The researchers found 2,484 interventional trials by selecting those with disease condition terms relevant to diabetes. Of these, 75% had a primarily therapeutic purpose while just 10% were preventive. Listed interventions were mostly drugs (63%) while few were behavioural (12%). Most of the studies were also small to medium sized, and were designed to enrol 500 or fewer participants (91%) or 100 or fewer (59%) participants, with mean/median times to completion of 1.8/1.4 years.
A very small proportion of trials targeted persons aged 18 years and under (4%). This may be appropriate given the number of children currently affected by diabetes; however, the estimated 3% annual increase in incidence of type 1 diabetes may warrant greater representation. Furthermore, the increase in type 2 diabetes among adolescents, particularly noticeable in wealthier nations, is of considerable concern, since as Dr Green notes “it is unclear whether findings obtained from trials of adults with diabetes are readily translatable to paediatric/adolescent populations”.

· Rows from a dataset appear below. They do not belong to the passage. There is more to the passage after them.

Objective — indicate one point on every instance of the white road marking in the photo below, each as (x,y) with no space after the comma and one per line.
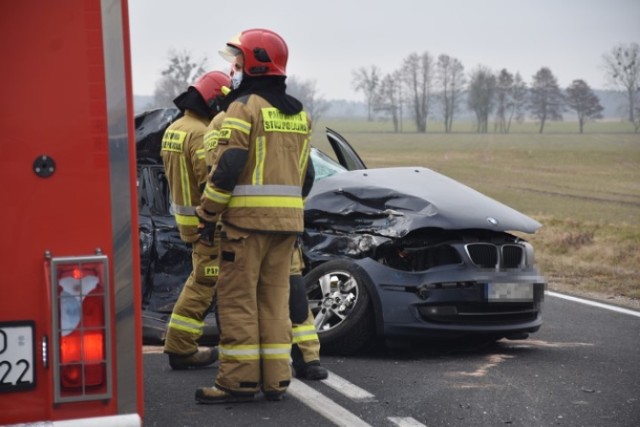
(348,389)
(323,405)
(594,303)
(406,422)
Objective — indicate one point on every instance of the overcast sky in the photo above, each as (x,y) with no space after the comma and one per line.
(329,39)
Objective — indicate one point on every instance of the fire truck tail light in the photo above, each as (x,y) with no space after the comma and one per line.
(81,351)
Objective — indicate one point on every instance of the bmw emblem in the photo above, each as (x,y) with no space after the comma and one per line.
(492,221)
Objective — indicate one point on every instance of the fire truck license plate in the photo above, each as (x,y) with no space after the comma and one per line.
(16,356)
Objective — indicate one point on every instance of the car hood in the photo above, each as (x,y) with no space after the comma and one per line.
(394,201)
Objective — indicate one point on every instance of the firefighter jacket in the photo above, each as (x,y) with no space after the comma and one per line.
(211,139)
(262,169)
(184,162)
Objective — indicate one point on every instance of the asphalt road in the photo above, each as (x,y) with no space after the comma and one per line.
(581,369)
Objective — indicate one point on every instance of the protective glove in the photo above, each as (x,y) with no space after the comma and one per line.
(207,226)
(298,303)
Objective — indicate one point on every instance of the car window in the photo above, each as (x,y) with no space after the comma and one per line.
(324,165)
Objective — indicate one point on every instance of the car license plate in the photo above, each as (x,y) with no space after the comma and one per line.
(510,292)
(16,356)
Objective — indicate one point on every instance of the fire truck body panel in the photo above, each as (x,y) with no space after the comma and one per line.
(70,330)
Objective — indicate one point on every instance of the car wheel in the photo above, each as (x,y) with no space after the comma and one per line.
(340,303)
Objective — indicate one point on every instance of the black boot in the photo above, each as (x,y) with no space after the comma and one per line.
(312,371)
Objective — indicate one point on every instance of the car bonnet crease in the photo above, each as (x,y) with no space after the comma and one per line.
(394,201)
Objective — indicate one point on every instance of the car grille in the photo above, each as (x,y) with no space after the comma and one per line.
(480,313)
(487,255)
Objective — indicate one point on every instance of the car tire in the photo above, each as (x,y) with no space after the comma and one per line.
(339,300)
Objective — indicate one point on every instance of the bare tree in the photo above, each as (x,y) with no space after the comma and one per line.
(504,86)
(581,98)
(520,99)
(367,81)
(181,71)
(417,76)
(510,100)
(622,66)
(481,98)
(388,100)
(306,93)
(546,101)
(450,79)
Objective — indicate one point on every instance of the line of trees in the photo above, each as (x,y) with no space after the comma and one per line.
(428,87)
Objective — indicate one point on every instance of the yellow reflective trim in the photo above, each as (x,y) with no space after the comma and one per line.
(212,270)
(173,140)
(276,121)
(239,352)
(186,324)
(215,195)
(265,202)
(303,333)
(303,338)
(187,220)
(211,140)
(237,124)
(224,134)
(261,154)
(304,156)
(303,328)
(184,180)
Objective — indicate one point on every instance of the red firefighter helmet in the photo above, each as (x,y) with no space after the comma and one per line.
(265,52)
(210,84)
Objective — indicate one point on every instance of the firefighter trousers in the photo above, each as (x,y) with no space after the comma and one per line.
(187,318)
(253,309)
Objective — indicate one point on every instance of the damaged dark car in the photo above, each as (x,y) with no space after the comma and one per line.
(396,254)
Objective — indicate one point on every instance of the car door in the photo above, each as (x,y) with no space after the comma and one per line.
(345,154)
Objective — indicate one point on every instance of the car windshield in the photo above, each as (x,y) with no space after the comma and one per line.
(324,165)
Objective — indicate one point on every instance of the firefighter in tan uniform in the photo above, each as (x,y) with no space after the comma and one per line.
(183,156)
(256,187)
(305,351)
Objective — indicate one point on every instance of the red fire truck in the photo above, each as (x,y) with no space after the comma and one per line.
(70,329)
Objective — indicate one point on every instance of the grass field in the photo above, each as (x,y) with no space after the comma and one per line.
(583,188)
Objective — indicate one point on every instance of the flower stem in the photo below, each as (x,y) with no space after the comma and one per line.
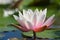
(34,35)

And despite the fact that nearly 20% of adults worldwide aged 65 years and over have diabetes, less than 1% of trials specifically targeted this age group, while 31% actually excluded patients over 65 years and almost all excluded those over 75 years.

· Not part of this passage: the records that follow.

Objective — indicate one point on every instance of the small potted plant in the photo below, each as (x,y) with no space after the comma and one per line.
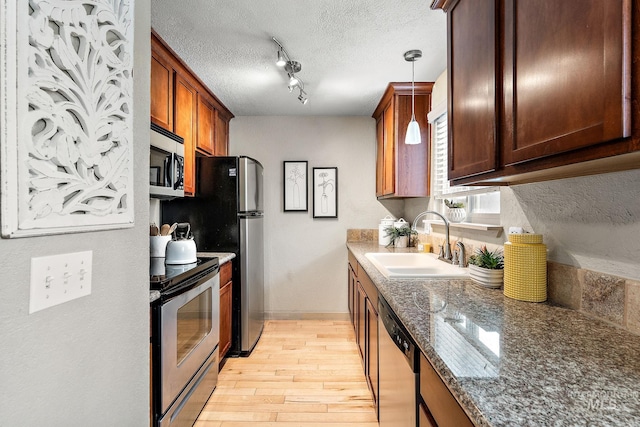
(456,211)
(487,267)
(400,236)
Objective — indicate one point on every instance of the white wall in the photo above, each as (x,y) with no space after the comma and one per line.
(591,222)
(85,362)
(306,258)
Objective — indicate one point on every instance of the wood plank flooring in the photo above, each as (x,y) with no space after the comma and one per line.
(301,373)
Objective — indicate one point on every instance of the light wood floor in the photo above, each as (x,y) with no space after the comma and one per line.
(302,373)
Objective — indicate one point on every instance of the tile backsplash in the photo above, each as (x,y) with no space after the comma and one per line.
(610,298)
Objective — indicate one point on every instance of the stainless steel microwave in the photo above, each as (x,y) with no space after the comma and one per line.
(166,164)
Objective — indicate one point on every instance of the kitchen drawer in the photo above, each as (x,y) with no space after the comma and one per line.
(440,402)
(225,273)
(368,286)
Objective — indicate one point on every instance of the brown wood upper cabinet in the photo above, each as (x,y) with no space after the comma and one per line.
(402,170)
(537,86)
(161,90)
(181,103)
(206,124)
(186,127)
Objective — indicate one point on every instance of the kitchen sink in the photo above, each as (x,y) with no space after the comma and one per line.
(406,265)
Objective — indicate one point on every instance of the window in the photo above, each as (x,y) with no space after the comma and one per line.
(482,203)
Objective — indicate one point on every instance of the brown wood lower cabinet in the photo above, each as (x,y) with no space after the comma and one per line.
(363,304)
(438,406)
(226,299)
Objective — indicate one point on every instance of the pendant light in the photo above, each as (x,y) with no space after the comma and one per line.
(413,130)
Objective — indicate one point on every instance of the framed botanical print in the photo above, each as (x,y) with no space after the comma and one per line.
(296,184)
(325,192)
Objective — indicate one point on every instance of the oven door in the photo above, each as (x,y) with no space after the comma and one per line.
(189,333)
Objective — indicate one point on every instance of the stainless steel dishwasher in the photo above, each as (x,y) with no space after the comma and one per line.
(398,371)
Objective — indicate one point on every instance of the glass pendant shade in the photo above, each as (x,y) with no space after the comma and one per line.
(413,133)
(413,130)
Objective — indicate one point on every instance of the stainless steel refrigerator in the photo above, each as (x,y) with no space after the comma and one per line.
(226,215)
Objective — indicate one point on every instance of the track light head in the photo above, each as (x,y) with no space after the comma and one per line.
(302,98)
(281,61)
(291,68)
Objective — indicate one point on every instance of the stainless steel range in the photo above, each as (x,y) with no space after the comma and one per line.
(185,322)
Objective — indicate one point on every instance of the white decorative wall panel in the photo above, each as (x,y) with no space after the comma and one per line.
(66,116)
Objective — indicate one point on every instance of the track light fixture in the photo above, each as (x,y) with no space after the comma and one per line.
(291,68)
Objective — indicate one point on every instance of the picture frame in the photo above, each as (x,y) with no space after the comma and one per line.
(325,192)
(295,186)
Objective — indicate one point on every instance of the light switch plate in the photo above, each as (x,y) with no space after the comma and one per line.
(60,278)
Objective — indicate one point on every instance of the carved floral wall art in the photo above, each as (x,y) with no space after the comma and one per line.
(66,116)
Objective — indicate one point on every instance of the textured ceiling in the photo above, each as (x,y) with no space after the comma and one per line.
(349,49)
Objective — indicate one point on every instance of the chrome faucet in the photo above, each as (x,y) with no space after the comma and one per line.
(461,255)
(447,256)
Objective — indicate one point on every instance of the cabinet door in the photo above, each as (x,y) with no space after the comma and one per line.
(161,92)
(185,126)
(380,156)
(206,125)
(441,404)
(564,79)
(371,363)
(351,295)
(472,88)
(361,307)
(388,183)
(222,136)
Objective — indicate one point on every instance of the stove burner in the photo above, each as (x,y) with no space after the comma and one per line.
(166,276)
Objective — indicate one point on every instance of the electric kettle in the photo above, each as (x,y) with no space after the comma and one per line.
(182,248)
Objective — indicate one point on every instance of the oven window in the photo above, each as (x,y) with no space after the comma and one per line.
(194,323)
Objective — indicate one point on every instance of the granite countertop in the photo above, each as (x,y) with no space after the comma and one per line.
(223,257)
(514,363)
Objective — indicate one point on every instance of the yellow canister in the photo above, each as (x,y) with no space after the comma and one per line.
(525,268)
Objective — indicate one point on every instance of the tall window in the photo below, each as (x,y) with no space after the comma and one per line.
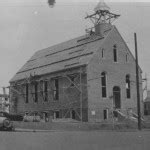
(46,91)
(115,53)
(27,92)
(36,92)
(103,83)
(72,79)
(103,53)
(128,90)
(126,57)
(56,89)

The International Diabetes Federation list of the 10 locations most affected by diabetes includes six Middle Eastern countries in which diabetes prevalence among adults is approximately 20% (Kuwait, Lebanon, Qatar, Saudi Arabia, Bahrain and the United Arab Emirates). However, this analysis by Green and colleagues, suggests that this region is minimally involved in the registered diabetes-related trials. Comparison of trial activities in countries with the highest diabetes prevalence among adults revealed 1126 trials in the USA. China, India and Mexico participated in 101 trials each; however, the Russian Federation (12.6 million persons with diabetes) and Brazil (12.4 million) are involved in fewer than 100 registered trials despite these heavy disease burdens.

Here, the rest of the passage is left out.